Best Practice & Research Clinical Haematology, 1, 21, pages 5 - 11

Knowledge about apoptosis pathways developed in the last few years is already being translated into novel targeted therapies. Two illustrative approaches to this process are the development of small molecule BCL2 inhibitors and X-linked inhibitors of apoptosis proteins (XIAP) inhibitors. This work demonstrates both the development of new agents based on molecular mechanisms and how these agents further our understanding of the biology of apoptosis.

Key words: apoptosis, caspase, inhibitors, BCL2, XIAP, X-linked inhibitors of apoptosis protein, targeted therapies.

Introduction

Fundamental knowledge about the molecular mechanisms of apoptosis is already being translated into novel therapies. Two illustrative approaches to this process are the development of BCL2 and XIAP inhibitors. These inhibitors include small molecules that block protein-protein interactions and antisense DNA oligonucleotides that inhibit the transcription of their target. This review uses the development of BCL2 and XIAP inhibitors to highlight how basic understandings of the apoptosis pathway can be translated into the clinic. Moreover, it demonstrates how, in an iterative process, the results of clinical trials inform us about the biology of the target and the apoptosis pathway.

Apoptosis pathways

Apoptosis is a morphologic process characterized by cell shrinkage, membrane blebbing and nuclear condensation. Molecularly, apoptosis is a complex series of events with multiple positive and negative feedback loops and integration into other critical intracellular pathways including cell cycle progression and phospho-signaling pathways. Classically, apoptosis culminates in the activation of caspases, cysteine proteases that cleave critical intracellular proteins and thereby induce the final stages of cell death. Multiple pathways lead to caspase activation and several of these pathways are already being targeted for therapeutic intervention. One of these pathways is the receptor-mediated or extrinsic pathway that is activated when ligands such as FAS and TRAIL bind to death receptors on the cell surface causing these receptors to oligomerize. Oligomerization of death receptors leads to binding of adaptor proteins such as FADD that in turn permits the binding, dimerization and activation of upstream caspases such as caspases 8. Once activated, caspase 8 is released into the cytoplasm where it cleaves and activates downstream effector caspases, such as caspase 3 leading to cell death and apoptosis. The mitochondrial or intrinsic pathway of caspase activation is initiated by damage to the mitochondria that results in the release a number of proteins into the cytoplasm including cytochrome c. When released into the cytoplasm, cytochrome c complexes with Apaf-1 and this complex recruits upstream caspases, such as caspase 9. Upon recruitment, caspase-9 dimerizes, activates and in turn cleaves and activates downstream effector caspase 3 causing cell death and apoptosis1 and 2 ( Figure 1 )

gr1

Figure 1 A schema of the death receptor and mitochondrial pathways of caspase activation.

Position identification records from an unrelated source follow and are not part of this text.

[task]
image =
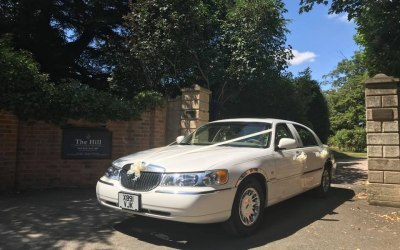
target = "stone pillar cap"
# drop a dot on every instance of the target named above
(381, 78)
(196, 87)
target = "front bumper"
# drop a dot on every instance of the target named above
(184, 204)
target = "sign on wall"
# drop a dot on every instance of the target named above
(86, 143)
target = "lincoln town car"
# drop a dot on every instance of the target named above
(226, 171)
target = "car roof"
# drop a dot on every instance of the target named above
(266, 120)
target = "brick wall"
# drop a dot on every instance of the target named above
(382, 106)
(38, 162)
(8, 149)
(31, 151)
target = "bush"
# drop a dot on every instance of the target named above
(30, 94)
(350, 140)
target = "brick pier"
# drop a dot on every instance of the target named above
(382, 104)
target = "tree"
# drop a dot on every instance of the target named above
(378, 30)
(313, 104)
(346, 100)
(346, 103)
(30, 94)
(223, 45)
(69, 38)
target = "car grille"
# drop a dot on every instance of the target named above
(146, 182)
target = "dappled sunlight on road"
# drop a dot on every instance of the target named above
(54, 219)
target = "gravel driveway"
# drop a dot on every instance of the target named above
(72, 219)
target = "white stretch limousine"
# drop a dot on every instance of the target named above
(226, 171)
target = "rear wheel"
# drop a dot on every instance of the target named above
(247, 210)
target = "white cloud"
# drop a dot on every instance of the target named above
(302, 57)
(341, 18)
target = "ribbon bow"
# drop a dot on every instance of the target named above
(136, 168)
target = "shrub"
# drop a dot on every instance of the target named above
(350, 140)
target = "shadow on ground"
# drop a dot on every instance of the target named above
(57, 219)
(49, 219)
(281, 221)
(347, 172)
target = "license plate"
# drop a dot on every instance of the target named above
(129, 201)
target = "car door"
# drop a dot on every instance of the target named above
(314, 164)
(288, 169)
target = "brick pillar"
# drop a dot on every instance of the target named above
(382, 104)
(195, 107)
(8, 149)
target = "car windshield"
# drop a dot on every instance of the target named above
(213, 133)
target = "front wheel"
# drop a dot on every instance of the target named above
(247, 210)
(325, 185)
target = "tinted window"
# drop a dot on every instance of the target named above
(218, 132)
(306, 136)
(282, 131)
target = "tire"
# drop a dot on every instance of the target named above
(325, 186)
(246, 219)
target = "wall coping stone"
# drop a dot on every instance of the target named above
(380, 78)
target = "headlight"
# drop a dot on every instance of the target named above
(208, 178)
(113, 173)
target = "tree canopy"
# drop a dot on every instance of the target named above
(69, 38)
(222, 45)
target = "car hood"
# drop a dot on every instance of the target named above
(181, 158)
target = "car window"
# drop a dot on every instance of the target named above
(306, 136)
(282, 131)
(213, 133)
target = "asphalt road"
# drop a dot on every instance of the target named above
(72, 219)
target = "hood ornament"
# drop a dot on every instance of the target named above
(136, 168)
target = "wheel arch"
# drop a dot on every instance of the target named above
(257, 174)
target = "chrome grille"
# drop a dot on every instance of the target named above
(146, 182)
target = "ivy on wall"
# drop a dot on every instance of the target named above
(30, 94)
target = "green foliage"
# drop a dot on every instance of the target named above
(70, 38)
(30, 94)
(298, 99)
(276, 98)
(313, 104)
(223, 45)
(346, 103)
(346, 100)
(350, 140)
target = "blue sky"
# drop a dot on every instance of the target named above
(318, 40)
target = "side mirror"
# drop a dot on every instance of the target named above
(287, 143)
(179, 139)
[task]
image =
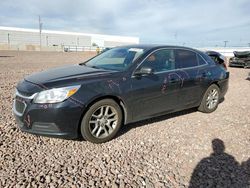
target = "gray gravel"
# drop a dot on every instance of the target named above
(162, 152)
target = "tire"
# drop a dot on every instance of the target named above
(102, 121)
(210, 99)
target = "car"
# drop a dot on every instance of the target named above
(217, 57)
(240, 59)
(125, 84)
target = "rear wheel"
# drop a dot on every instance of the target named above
(102, 121)
(210, 99)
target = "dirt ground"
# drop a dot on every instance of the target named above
(169, 151)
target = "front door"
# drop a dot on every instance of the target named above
(158, 92)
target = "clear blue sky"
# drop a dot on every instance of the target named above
(189, 22)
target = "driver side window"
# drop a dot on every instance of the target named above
(161, 60)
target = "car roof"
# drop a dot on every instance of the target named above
(156, 46)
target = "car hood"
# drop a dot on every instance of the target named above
(66, 73)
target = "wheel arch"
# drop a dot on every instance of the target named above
(117, 99)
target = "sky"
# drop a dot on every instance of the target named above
(182, 22)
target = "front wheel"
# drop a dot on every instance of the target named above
(102, 121)
(210, 99)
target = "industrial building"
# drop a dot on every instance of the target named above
(31, 39)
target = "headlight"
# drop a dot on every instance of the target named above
(56, 95)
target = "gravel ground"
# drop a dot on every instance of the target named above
(169, 151)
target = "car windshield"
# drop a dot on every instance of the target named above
(116, 59)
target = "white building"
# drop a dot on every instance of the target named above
(29, 39)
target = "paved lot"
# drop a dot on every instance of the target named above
(168, 151)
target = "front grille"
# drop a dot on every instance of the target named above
(19, 106)
(25, 94)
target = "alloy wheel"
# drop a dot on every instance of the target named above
(103, 121)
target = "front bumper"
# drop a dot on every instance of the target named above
(54, 120)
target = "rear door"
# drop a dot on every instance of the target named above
(192, 71)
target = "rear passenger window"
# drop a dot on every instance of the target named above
(185, 58)
(201, 60)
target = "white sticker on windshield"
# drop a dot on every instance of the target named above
(136, 50)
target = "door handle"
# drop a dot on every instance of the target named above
(204, 75)
(173, 80)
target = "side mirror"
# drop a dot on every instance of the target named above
(144, 71)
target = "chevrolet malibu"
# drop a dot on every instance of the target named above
(122, 85)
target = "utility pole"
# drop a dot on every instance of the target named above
(77, 41)
(47, 40)
(40, 31)
(8, 39)
(226, 41)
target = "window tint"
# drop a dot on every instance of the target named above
(161, 60)
(201, 60)
(207, 58)
(185, 58)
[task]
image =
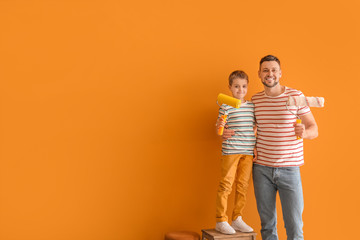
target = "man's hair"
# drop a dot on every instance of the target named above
(238, 74)
(269, 58)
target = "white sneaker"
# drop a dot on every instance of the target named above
(224, 228)
(240, 225)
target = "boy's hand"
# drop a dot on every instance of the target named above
(299, 130)
(220, 123)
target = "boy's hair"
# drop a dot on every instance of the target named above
(269, 58)
(238, 74)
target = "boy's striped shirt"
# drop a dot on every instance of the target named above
(242, 121)
(277, 145)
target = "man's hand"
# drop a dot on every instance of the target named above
(308, 128)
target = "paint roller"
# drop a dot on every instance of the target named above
(302, 101)
(231, 101)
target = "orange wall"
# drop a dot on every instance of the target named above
(108, 111)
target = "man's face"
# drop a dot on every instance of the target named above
(270, 73)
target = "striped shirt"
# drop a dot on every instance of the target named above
(277, 145)
(241, 120)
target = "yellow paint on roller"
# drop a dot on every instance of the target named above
(231, 101)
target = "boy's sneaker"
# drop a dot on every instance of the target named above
(240, 225)
(224, 227)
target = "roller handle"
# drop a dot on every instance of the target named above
(221, 129)
(298, 120)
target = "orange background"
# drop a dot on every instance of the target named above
(108, 112)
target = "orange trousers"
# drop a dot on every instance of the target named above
(234, 168)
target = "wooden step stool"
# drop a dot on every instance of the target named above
(212, 234)
(182, 235)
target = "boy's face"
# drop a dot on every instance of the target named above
(270, 73)
(239, 88)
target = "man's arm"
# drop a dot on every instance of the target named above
(308, 128)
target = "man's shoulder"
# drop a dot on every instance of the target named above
(293, 92)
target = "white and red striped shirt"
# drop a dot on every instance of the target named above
(277, 145)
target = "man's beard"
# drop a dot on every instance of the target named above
(270, 86)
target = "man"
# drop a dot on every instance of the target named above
(279, 152)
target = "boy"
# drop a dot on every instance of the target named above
(237, 155)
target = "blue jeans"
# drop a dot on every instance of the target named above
(286, 180)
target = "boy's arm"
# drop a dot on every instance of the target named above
(228, 133)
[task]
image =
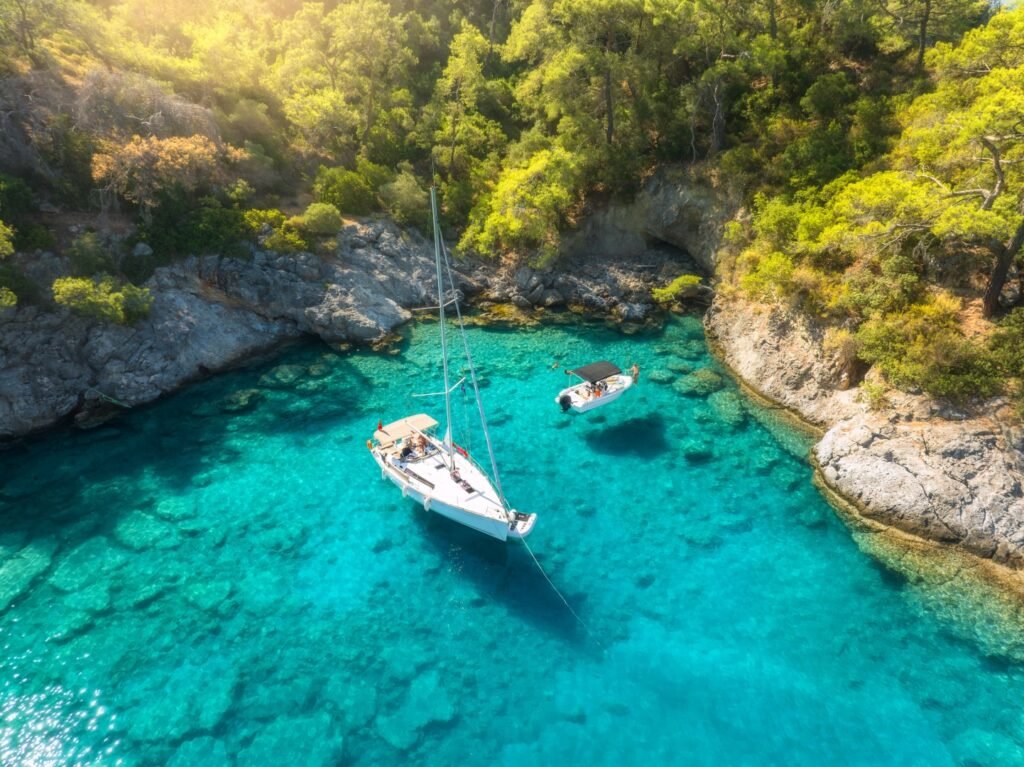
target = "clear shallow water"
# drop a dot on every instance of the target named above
(190, 586)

A host of proteins regulate the apoptosis pathway positively and negatively. Among these proteins is the BCL2 family of anti-apoptotic proteins. This family of proteins blocks the mitochondrial pathway by stabilizing the mitochondrial membrane. These proteins also form inactivating heterodimers with pro-apoptotic proteins such as Bax and Bak. This latter function has been directly targeted with small molecule inhibitors that prevent BCL2 and its homologues from binding and inhibiting the pro-apoptotic proteins Bax and Bak. 3

Another regulator of the caspase activation pathway is XIAP. XIAP is a member of the Inhibitor of Apoptosis Protein family of anti-apoptotic proteins and is a potent inhibitor of active caspases 9 and 3. By blocking active caspase 3, XIAP inhibits the downstream portion of the caspase cascade and thus blocks apoptosis triggered by multiple caspase activation pathways.4 and 5 Like BCL2, both small molecule and antisense oligonucleotides have been developed to block the activity of XIAP.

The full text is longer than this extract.